We observed that all of the above error arise because of this issue. Specifically, '@' gets converted to '@@' and vice versa. This also leads to changes in the indexing of atoms in a ring structure and thus, changes the ordering of atoms in the reconstructed SMILES.

#### Analysing Difference in Oracle Scores

Next, we analyse the impact of our inexact invertibility on the oracle scores. 

In [8]:
# Calculate difference between Oracle scores for all sampled SMILES
oracle_diff_df = calc_oracle_score_difference(oracle_names, original_smiles, reconstructed_smiles)

Found local copy...
Downloading Oracle...
100%|██████████| 27.8M/27.8M [00:10<00:00, 2.66MiB/s]
Done!


Analyse SMILES for which oracle scores before and after reconstruction are not identical

In [9]:
# Filter inexact scores
inexact_scores_df = oracle_diff_df[oracle_diff_df['score_difference']!=0.0]

# Report SMILES with inexact match
inexact_score_smiles = inexact_scores_df['original_smiles'].unique()
inexact_score_oracles = inexact_scores_df['oracle'].unique()

print(f"Oracle scores didn't match exactly for {len(inexact_score_smiles)} / {len(original_smiles)} SMILES.")
print("----------------------")
print(f"Difference observed for below Oracles:\n {inexact_score_smiles}")

Oracle scores didn't match exactly for 11 / 2000 SMILES.
----------------------
Difference observed for below Oracles:
 ['C[C@H]1C[C@@H](C)CCN(C(=O)N[C@@H](c2ccc(Cl)cc2)c2ncon2)C1'
 'C[C@@]12CC/C(=N\\OCC(=O)[O-])C=C1CC[C@@H]1[C@@H]2CC[C@]2(C)[C@@H]1CC[C@]2(C)O'
 'C[C@@H](CNC(=O)N1CCCCC[C@@H]1c1ccco1)N1CCOC[C@H]1C'
 'CC1(C)[C@@H](C(=O)Oc2cccc3cccnc23)[C@@H]1C=C(Br)Br'
 'COc1ccc(C(=O)N2C[C@H](c3cccc(F)c3)[C@@H](C[NH+]3CCCC3)C2)cc1OC'
 'C[C@H]1CN(Cc2cc(F)cc(C#CC[NH3+])c2)[C@H](C)CO1'
 'C[C@H](NC(=O)N[C@H](C)Cn1cc[nH+]c1)C(=O)N1CCCCC1'
 'C[C@H]1CN(C(=O)[C@@H](C)n2cccn2)c2ccccc2S1'
 'C[C@H]1CC(=O)[C@H]2[C@@]3(O)C(=O)c4cccc(O)c4[C@@H]4O[C@@]43[C@@H](O)C[C@]2(O)C1'
 'CC(C)(C)c1cc(C[NH+]2CCC3(CC2)[C@@H]([O-])C[C@H]3O)n[nH]1'
 'O=C(Nc1ccc(OC(F)F)c(Cl)c1)[C@H]1[C@@H]2C=C[C@@H](O2)[C@@H]1C(=O)[O-]']


Next, we analyse the observed differences within some error tolerance.

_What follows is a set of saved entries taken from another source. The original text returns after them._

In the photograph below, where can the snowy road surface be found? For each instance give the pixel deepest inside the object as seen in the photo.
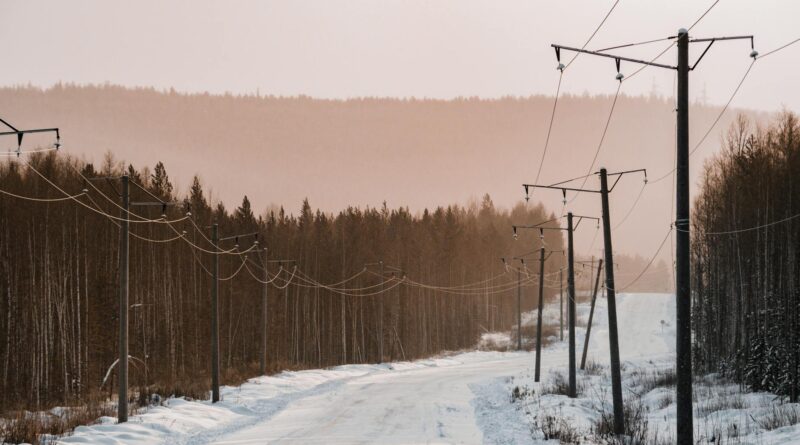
(458, 399)
(428, 405)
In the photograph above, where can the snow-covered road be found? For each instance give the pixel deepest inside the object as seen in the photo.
(422, 405)
(457, 399)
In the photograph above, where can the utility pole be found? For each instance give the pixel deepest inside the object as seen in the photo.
(215, 240)
(264, 308)
(613, 336)
(571, 306)
(561, 301)
(683, 336)
(683, 297)
(380, 319)
(519, 308)
(616, 381)
(262, 353)
(539, 315)
(124, 238)
(215, 316)
(591, 314)
(542, 258)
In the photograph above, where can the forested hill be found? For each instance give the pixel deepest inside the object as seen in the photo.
(416, 153)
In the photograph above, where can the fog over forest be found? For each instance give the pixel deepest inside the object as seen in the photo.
(359, 152)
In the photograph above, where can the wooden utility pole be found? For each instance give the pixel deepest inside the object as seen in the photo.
(561, 302)
(683, 296)
(537, 373)
(613, 336)
(519, 308)
(591, 314)
(683, 318)
(262, 353)
(571, 307)
(215, 316)
(122, 404)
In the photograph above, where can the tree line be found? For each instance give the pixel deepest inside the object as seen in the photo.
(745, 257)
(59, 264)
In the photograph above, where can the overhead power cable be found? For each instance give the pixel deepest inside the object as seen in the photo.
(594, 33)
(749, 229)
(649, 263)
(100, 212)
(35, 199)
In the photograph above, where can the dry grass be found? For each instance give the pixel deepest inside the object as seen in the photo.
(27, 427)
(635, 425)
(778, 417)
(559, 384)
(529, 336)
(555, 427)
(593, 368)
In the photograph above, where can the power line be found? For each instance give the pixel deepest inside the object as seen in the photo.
(779, 49)
(704, 14)
(34, 199)
(717, 119)
(635, 202)
(648, 264)
(602, 22)
(749, 229)
(561, 69)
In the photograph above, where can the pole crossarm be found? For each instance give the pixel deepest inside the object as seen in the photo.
(21, 133)
(617, 58)
(558, 49)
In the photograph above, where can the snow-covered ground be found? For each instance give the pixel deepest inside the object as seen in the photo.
(724, 414)
(464, 398)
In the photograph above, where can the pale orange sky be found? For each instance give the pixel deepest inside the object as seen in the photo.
(333, 48)
(439, 49)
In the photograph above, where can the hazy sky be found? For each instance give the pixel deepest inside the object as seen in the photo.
(421, 48)
(334, 49)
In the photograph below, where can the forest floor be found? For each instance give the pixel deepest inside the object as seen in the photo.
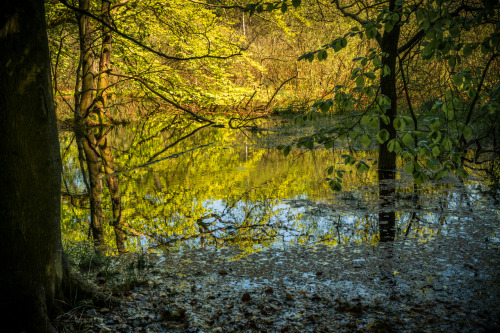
(448, 284)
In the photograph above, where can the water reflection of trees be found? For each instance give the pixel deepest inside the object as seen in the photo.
(229, 193)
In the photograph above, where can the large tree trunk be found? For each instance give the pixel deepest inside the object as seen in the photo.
(35, 276)
(30, 172)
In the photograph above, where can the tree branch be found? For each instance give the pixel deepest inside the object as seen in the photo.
(148, 48)
(157, 93)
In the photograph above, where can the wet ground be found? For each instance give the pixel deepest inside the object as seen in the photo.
(447, 282)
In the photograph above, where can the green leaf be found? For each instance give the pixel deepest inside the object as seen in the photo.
(452, 61)
(431, 163)
(399, 124)
(374, 123)
(287, 150)
(447, 144)
(409, 168)
(383, 136)
(467, 51)
(390, 145)
(387, 70)
(335, 185)
(370, 75)
(467, 132)
(435, 125)
(284, 7)
(369, 92)
(458, 79)
(365, 140)
(360, 81)
(436, 151)
(365, 120)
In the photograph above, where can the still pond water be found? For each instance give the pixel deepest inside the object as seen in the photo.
(187, 186)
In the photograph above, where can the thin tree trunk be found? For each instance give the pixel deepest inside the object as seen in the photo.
(84, 105)
(112, 182)
(105, 150)
(387, 159)
(35, 275)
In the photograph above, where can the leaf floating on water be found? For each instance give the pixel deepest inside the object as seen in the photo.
(245, 297)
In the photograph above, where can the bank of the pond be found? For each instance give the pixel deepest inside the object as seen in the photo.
(449, 284)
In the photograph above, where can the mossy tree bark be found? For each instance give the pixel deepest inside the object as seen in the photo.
(35, 276)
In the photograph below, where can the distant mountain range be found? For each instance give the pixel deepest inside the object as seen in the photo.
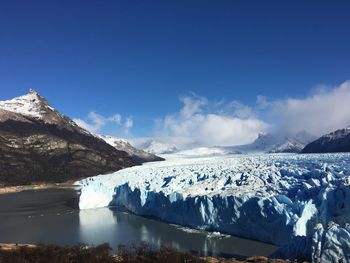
(38, 144)
(337, 141)
(271, 143)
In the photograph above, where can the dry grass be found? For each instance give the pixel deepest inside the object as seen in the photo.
(13, 253)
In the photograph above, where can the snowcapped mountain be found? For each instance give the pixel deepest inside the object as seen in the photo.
(337, 141)
(270, 143)
(37, 144)
(123, 145)
(156, 147)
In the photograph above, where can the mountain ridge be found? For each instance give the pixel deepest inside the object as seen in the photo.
(38, 144)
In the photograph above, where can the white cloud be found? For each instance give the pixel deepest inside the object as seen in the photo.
(128, 124)
(325, 110)
(203, 123)
(96, 122)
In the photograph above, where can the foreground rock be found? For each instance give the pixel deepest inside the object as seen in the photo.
(337, 141)
(38, 144)
(281, 199)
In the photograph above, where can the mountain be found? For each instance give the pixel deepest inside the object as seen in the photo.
(337, 141)
(270, 143)
(156, 147)
(137, 155)
(38, 144)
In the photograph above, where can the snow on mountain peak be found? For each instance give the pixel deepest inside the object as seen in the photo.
(31, 104)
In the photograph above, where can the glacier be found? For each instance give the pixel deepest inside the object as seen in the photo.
(298, 202)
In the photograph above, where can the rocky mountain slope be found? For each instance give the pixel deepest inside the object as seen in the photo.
(137, 155)
(38, 144)
(337, 141)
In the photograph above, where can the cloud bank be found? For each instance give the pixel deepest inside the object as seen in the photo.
(96, 122)
(201, 122)
(204, 122)
(326, 110)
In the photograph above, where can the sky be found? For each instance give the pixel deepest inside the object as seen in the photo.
(193, 73)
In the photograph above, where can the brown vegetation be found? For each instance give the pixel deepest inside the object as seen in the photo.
(13, 253)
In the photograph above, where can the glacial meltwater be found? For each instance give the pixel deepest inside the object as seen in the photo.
(51, 216)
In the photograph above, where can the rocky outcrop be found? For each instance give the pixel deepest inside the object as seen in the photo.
(38, 144)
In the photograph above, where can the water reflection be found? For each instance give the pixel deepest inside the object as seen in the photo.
(123, 228)
(48, 216)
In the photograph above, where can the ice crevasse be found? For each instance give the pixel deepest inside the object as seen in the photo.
(298, 202)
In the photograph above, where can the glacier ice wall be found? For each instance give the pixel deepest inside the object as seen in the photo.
(280, 198)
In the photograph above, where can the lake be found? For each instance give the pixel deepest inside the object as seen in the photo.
(51, 216)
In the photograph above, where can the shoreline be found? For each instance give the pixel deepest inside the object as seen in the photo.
(127, 253)
(38, 186)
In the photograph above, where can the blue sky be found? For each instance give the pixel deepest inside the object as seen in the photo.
(139, 58)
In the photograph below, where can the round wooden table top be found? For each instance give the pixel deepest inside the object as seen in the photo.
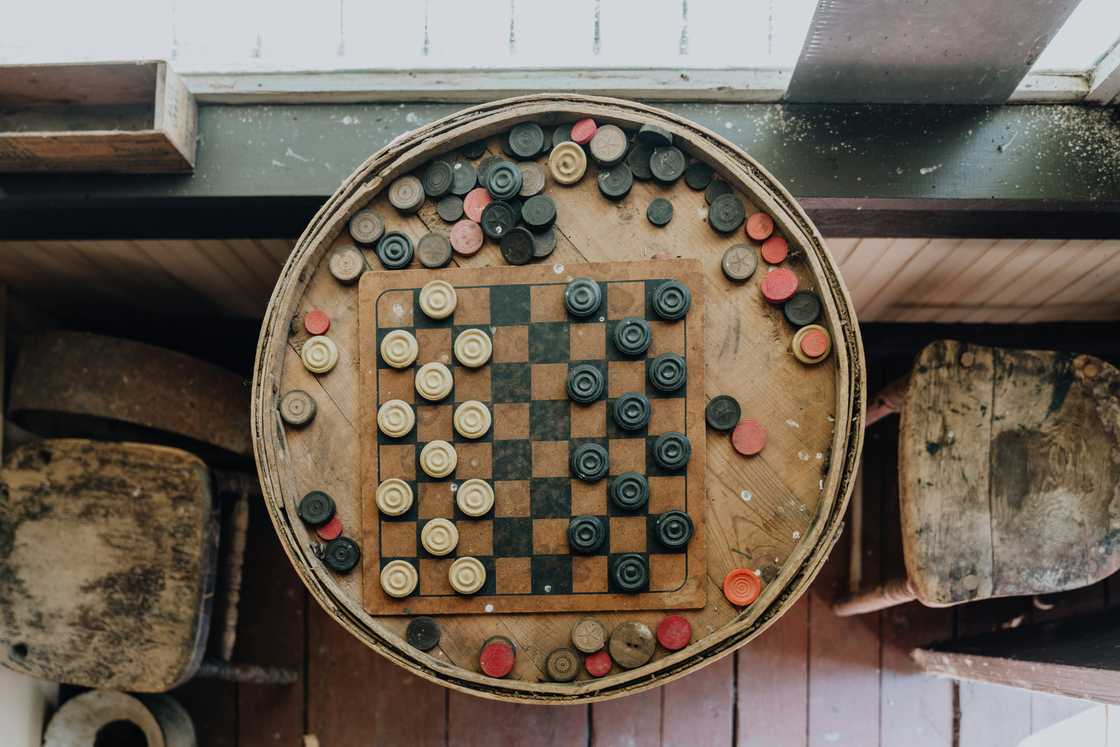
(776, 513)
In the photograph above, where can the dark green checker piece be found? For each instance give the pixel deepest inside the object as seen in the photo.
(638, 160)
(803, 308)
(632, 411)
(516, 245)
(589, 461)
(586, 534)
(630, 572)
(526, 140)
(503, 180)
(630, 491)
(633, 336)
(722, 412)
(586, 383)
(394, 250)
(342, 554)
(660, 212)
(673, 529)
(434, 250)
(539, 212)
(668, 372)
(437, 178)
(498, 218)
(671, 300)
(422, 633)
(666, 164)
(672, 451)
(464, 177)
(544, 242)
(316, 509)
(582, 297)
(698, 175)
(726, 213)
(615, 181)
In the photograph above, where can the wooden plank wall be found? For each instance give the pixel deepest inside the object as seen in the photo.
(940, 280)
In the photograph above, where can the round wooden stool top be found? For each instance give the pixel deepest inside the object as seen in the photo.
(775, 513)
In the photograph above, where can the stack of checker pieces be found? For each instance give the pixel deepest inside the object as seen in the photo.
(523, 541)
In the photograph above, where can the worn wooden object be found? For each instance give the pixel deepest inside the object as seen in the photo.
(677, 579)
(76, 383)
(1075, 657)
(106, 556)
(134, 118)
(778, 513)
(1008, 465)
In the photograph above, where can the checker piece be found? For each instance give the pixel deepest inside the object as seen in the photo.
(473, 348)
(439, 537)
(434, 381)
(475, 497)
(586, 534)
(394, 496)
(589, 461)
(438, 458)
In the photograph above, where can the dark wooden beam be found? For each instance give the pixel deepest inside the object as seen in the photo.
(860, 170)
(1079, 657)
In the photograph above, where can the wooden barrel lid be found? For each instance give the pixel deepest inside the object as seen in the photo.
(777, 514)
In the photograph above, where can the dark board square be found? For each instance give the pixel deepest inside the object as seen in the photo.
(513, 537)
(511, 382)
(509, 305)
(550, 497)
(550, 420)
(512, 459)
(552, 575)
(549, 342)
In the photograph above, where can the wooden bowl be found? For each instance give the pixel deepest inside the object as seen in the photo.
(778, 513)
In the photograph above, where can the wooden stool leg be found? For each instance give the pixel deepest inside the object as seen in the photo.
(895, 591)
(887, 401)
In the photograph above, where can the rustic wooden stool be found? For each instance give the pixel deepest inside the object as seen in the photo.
(109, 565)
(1008, 466)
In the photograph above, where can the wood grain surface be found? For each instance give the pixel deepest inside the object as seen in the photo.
(777, 513)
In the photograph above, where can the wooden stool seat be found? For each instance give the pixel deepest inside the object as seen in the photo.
(1008, 469)
(106, 559)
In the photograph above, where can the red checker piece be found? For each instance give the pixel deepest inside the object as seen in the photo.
(748, 438)
(759, 226)
(496, 657)
(674, 633)
(475, 202)
(780, 285)
(316, 321)
(466, 236)
(598, 664)
(332, 530)
(742, 587)
(584, 130)
(814, 344)
(775, 250)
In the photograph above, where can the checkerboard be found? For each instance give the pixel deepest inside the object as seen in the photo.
(522, 542)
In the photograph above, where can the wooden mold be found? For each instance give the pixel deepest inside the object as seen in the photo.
(132, 118)
(777, 513)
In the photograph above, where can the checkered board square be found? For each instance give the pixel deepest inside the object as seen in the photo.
(522, 542)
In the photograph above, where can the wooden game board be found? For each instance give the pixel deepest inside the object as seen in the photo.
(522, 542)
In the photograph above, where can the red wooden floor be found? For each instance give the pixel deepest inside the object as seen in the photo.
(812, 679)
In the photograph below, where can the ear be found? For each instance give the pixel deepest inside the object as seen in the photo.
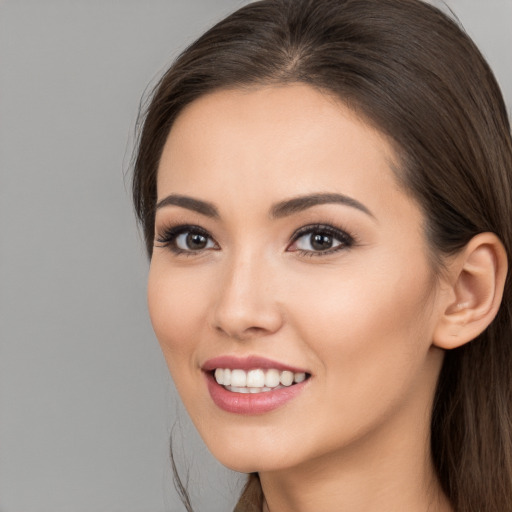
(476, 278)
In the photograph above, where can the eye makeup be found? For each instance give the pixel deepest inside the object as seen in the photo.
(319, 239)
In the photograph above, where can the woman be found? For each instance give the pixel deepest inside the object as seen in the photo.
(325, 192)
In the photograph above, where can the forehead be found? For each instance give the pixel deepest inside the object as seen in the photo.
(271, 142)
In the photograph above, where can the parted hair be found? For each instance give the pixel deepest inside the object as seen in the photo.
(414, 74)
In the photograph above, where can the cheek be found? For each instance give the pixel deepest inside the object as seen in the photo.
(176, 308)
(363, 322)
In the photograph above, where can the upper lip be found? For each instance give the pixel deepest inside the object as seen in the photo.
(247, 363)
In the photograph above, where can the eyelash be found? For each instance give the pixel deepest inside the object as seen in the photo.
(169, 236)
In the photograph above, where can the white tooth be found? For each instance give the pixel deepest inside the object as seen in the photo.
(286, 378)
(272, 378)
(299, 377)
(219, 376)
(255, 379)
(238, 378)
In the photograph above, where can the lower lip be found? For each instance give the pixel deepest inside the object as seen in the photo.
(251, 403)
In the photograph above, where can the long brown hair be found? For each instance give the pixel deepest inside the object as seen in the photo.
(413, 73)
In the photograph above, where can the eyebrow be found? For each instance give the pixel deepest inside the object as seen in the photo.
(298, 204)
(279, 210)
(196, 205)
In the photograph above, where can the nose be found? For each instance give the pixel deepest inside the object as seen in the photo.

Please note that the oracle scores lie between 0 and 1. Therefore, a tolerance of 0.001 seems sufficient. 

In [10]:
# Define an error tolerance
error_tolerance = 0.001

bounded_error_df = oracle_diff_df[oracle_diff_df['score_difference'].abs() > error_tolerance]

# Report SMILES with error greater than our tolerance
bounded_error_smiles = bounded_error_df['original_smiles'].unique()
bounded_error_oracles = bounded_error_df['oracle'].unique()

print(f"Oracle scores didn't match exactly for {len(bounded_error_smiles)} / {len(original_smiles)} SMILES.")
print("----------------------")
print(f"Difference observed for below Oracles:\n {bounded_error_oracles}")

Oracle scores didn't match exactly for 0 / 2000 SMILES.
----------------------
Difference observed for below Oracles:
 []